The operators positioned the ROV in front of the sand pile and had just started testing the venturi system, when through a whirling vortex of sand and grit a co-pilot thought he saw a coin.
“Stop! I think I see a coin!” yelled the co-pilot.
They spent the rest of that night carefully plucking coins from the berm and placing them in a white chamber pot found at the wreck site. Being that this was more of a test run than a recovery run; the ROV was not outfitted with a suitable container. Odyssey improvised and used what was available and when the ROV returned to the surface, the chamber pot contained 86 coins, most of which were $20 double eagle gold coins.
This first batch of coins was examined by a numismatic company. It was determined some of the coins were valued between $30,000.00 and $50,000.00 each. With a reported 400,000 coins aboard the Republic and a modest estimation of an average coin value of $10,000.00, Odyssey figured they were looking at a possible $200,000,000.00 pay off in coins alone.
Odyssey ended up recovering 51,404 of the reported 400,000 coins that were supposed to have been aboard the Republic. In total there were 4,135 gold coins and 47,263 silver halves as well two silver quarters and four British florins recovered. These coins were divided into two categories “numismatic” and “shipwreck effect”.
The numismatic categories consisted of coins that showed no signs of having been on the ocean floor and were in mint like condition. Odyssey received offers as high as $550,000.00 for some of these individual coins.
The shipwreck effect coins however, were ungraded and showed signs of having been recovered from the ocean floor. These coins were estimated to fetch between $1,000.00 and $2,000.00 and though less valuable would command a premium from the sort of person who had never bought a coin before and most likely would never purchase one again.
Odyssey stood to cash in on other valuable collectibles that were gathered from the wreck site. Most notably some 8,429 Civil War era glass and stoneware bottles, some examples of which have been known to fetch several thousand dollars on the collectors market.
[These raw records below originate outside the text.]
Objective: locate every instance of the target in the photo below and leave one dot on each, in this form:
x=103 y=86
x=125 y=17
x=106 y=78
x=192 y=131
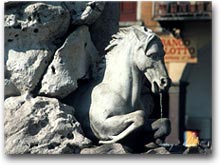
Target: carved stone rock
x=115 y=148
x=10 y=89
x=41 y=126
x=105 y=26
x=74 y=60
x=84 y=13
x=30 y=30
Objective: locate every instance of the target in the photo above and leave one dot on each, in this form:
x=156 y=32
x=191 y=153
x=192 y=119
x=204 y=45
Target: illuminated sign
x=179 y=50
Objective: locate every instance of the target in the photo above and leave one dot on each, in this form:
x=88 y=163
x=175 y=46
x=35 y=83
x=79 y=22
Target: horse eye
x=154 y=56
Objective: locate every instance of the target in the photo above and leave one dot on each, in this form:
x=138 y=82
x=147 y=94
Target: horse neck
x=123 y=75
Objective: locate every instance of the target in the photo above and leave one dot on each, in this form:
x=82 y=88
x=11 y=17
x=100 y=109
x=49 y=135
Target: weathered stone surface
x=74 y=60
x=10 y=89
x=84 y=13
x=105 y=26
x=41 y=126
x=31 y=30
x=115 y=148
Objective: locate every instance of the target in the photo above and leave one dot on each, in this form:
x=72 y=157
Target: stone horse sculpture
x=116 y=109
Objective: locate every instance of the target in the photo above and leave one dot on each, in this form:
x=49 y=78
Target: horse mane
x=144 y=32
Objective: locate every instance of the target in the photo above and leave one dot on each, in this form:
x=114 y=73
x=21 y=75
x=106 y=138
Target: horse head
x=149 y=59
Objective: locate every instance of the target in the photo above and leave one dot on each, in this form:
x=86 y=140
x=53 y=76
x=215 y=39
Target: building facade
x=185 y=29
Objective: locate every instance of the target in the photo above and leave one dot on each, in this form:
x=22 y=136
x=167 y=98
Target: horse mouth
x=155 y=88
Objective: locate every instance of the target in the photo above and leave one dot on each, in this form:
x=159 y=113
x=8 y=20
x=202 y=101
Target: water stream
x=161 y=106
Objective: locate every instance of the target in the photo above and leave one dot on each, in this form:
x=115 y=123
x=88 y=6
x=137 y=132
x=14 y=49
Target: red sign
x=179 y=50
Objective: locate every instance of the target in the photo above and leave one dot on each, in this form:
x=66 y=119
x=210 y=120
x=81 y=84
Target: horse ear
x=140 y=35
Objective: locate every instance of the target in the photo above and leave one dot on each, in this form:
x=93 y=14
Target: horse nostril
x=163 y=81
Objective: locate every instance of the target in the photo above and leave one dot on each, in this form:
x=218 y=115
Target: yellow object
x=191 y=139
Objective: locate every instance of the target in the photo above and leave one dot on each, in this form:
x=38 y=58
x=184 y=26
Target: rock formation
x=48 y=50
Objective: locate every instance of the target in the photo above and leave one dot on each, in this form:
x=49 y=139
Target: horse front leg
x=160 y=128
x=121 y=126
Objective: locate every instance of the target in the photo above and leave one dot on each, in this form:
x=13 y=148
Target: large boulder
x=41 y=126
x=32 y=31
x=74 y=60
x=105 y=26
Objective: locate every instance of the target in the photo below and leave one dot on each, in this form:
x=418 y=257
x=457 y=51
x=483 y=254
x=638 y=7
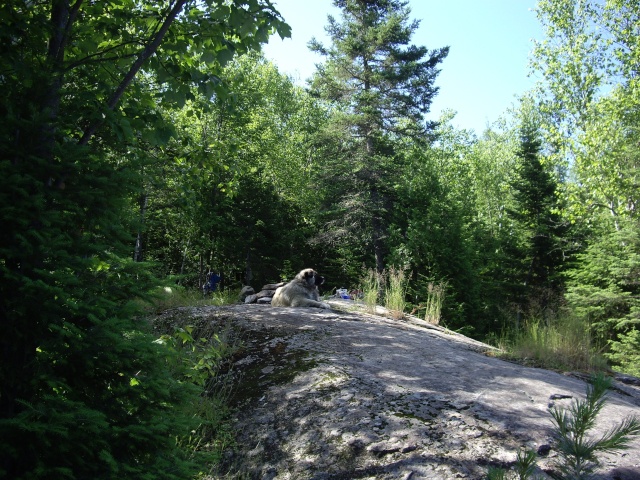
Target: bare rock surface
x=334 y=394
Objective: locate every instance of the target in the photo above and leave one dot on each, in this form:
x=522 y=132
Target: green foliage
x=577 y=451
x=371 y=285
x=559 y=343
x=85 y=391
x=379 y=88
x=435 y=300
x=603 y=288
x=625 y=352
x=395 y=292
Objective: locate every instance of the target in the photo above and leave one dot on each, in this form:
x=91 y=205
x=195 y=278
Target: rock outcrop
x=346 y=395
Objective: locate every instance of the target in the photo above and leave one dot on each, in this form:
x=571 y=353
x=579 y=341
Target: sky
x=488 y=63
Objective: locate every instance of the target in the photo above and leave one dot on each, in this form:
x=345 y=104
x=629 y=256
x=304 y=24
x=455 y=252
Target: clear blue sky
x=490 y=42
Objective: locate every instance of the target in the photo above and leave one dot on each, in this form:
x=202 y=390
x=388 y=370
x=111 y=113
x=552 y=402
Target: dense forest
x=144 y=144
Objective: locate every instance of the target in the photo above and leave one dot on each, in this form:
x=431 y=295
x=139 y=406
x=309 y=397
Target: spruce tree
x=540 y=253
x=380 y=87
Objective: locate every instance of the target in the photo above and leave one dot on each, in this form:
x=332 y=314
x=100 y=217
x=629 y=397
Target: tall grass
x=389 y=286
x=178 y=296
x=371 y=284
x=435 y=299
x=395 y=293
x=562 y=343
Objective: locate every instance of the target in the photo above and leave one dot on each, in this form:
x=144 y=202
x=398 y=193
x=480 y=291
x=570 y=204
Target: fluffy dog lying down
x=302 y=291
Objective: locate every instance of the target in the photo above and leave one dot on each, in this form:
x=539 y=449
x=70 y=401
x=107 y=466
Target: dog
x=302 y=291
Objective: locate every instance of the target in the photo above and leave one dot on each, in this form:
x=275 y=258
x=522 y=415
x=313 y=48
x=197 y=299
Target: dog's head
x=310 y=277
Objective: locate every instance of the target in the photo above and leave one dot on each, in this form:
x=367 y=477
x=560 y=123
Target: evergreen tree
x=538 y=222
x=380 y=87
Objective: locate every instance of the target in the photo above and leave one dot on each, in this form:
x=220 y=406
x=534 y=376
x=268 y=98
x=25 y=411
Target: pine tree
x=380 y=87
x=536 y=211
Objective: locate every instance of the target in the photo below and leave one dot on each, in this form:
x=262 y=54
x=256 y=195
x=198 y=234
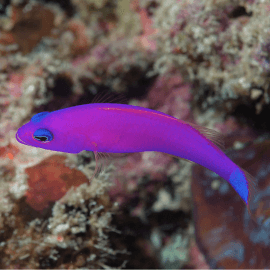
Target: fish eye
x=43 y=135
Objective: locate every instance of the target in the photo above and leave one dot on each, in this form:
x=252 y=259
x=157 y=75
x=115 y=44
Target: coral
x=49 y=181
x=225 y=232
x=76 y=235
x=221 y=44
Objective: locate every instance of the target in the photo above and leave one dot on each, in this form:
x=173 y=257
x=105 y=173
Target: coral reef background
x=202 y=61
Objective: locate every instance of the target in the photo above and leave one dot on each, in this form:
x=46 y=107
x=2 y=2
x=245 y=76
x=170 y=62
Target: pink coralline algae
x=225 y=232
x=49 y=181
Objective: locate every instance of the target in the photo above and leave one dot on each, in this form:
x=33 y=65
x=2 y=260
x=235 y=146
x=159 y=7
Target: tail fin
x=246 y=186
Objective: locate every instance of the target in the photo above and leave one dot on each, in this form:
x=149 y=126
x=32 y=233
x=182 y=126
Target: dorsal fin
x=212 y=135
x=109 y=97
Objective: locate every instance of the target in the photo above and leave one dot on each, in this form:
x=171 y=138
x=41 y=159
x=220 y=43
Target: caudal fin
x=245 y=185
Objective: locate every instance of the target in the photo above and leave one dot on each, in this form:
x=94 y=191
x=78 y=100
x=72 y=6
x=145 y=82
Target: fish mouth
x=19 y=139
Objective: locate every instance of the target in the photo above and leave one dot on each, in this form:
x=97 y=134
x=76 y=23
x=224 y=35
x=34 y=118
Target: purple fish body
x=118 y=128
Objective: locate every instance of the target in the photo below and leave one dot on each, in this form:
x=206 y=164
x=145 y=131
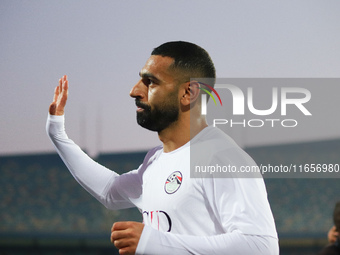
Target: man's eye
x=149 y=81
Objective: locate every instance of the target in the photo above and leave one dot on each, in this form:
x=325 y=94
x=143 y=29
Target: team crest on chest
x=173 y=182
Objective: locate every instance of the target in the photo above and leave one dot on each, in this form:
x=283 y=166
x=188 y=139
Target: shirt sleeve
x=105 y=185
x=154 y=242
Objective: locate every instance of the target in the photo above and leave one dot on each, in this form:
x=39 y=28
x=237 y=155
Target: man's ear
x=192 y=92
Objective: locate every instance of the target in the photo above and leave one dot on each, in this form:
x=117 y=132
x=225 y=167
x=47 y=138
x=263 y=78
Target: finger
x=117 y=234
x=121 y=225
x=56 y=94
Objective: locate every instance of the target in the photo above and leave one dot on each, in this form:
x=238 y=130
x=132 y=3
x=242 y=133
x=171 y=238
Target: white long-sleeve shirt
x=182 y=215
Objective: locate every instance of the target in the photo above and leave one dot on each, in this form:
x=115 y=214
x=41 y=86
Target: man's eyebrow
x=148 y=75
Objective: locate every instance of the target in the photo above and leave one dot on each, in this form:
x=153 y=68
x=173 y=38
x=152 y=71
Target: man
x=333 y=235
x=181 y=215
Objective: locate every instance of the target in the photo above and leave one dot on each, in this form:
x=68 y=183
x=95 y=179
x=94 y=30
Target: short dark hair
x=188 y=57
x=336 y=216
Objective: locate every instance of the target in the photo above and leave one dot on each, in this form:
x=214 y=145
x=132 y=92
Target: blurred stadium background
x=44 y=211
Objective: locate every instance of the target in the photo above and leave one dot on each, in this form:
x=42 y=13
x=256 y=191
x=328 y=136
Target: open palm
x=60 y=97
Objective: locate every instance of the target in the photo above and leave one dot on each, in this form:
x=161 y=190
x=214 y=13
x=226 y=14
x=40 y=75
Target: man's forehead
x=157 y=64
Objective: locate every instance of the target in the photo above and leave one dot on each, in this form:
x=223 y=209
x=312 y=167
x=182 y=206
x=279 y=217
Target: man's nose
x=137 y=90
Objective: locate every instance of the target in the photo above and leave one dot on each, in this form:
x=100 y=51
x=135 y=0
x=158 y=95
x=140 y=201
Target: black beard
x=159 y=118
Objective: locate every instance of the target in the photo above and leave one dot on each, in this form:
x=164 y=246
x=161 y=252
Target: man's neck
x=179 y=133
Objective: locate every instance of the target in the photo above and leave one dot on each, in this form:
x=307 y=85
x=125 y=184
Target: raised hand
x=60 y=97
x=125 y=236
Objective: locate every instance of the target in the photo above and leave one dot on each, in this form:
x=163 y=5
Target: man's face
x=156 y=94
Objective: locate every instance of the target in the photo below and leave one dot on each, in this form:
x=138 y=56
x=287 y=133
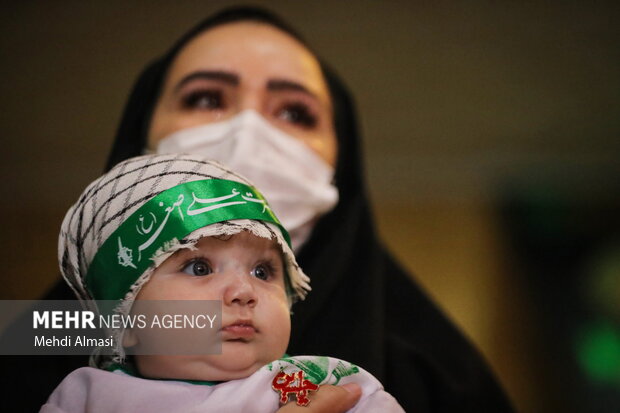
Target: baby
x=180 y=227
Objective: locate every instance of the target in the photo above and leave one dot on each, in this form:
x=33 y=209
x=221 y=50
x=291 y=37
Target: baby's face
x=246 y=273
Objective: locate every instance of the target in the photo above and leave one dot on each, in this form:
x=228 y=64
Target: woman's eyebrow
x=278 y=84
x=219 y=75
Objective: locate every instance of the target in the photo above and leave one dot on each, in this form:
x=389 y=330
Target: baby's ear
x=130 y=338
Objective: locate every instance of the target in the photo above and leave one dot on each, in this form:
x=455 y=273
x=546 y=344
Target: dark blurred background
x=491 y=141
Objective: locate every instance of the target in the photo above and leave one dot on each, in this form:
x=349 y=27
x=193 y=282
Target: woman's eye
x=298 y=114
x=262 y=272
x=204 y=99
x=197 y=267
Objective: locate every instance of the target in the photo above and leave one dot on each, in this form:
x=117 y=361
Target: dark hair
x=131 y=135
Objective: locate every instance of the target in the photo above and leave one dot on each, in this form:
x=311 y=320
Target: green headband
x=168 y=217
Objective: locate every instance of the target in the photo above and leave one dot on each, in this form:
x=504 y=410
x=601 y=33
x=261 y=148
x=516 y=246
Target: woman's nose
x=239 y=290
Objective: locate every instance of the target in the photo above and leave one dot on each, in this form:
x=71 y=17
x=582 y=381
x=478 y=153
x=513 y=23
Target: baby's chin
x=203 y=368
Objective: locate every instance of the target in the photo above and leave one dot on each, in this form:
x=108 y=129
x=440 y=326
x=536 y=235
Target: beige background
x=457 y=101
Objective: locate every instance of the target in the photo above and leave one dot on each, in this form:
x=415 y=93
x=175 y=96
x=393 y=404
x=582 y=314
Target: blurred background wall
x=491 y=142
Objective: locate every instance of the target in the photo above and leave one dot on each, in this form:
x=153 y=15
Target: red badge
x=293 y=383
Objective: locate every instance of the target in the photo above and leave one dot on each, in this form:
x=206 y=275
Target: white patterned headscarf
x=134 y=217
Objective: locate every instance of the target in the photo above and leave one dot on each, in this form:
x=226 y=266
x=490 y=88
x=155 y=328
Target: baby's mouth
x=240 y=330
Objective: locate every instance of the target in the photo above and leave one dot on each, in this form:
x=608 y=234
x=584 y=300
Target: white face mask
x=295 y=180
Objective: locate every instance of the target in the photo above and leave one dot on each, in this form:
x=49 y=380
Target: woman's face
x=247 y=65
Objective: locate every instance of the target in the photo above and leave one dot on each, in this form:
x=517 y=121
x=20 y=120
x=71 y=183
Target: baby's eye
x=204 y=99
x=262 y=272
x=298 y=114
x=197 y=267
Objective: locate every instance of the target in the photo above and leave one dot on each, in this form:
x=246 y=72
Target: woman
x=364 y=308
Like stories of the Native Americans who used every part of an animal harvested, Odyssey came up with an idea of recovering pieces of broken bottle glass from the shipwreck and used these pieces to create shipwreck glass jewelry, an ingenious move which created more cash flow for Odyssey as well as making it possible for anyone to own their very own piece of Civil War era maritime history.
In the end, Odyssey Marine Exploration’s gamble paid off. They searched for, found, and were able to recover artifacts and treasure that more than covered their expenses. On top of that, Odyssey followed through with their promises of conducting a thorough archaeological investigation of the site, the fruits of which have contributed greatly in the worlds understanding of the sinking of the Republic, as well as everyday life shortly after the end of the Civil War.
Odyssey Marine Exploration Inc. has made all of their data from the Republic available on their website at www.shipwreck.net.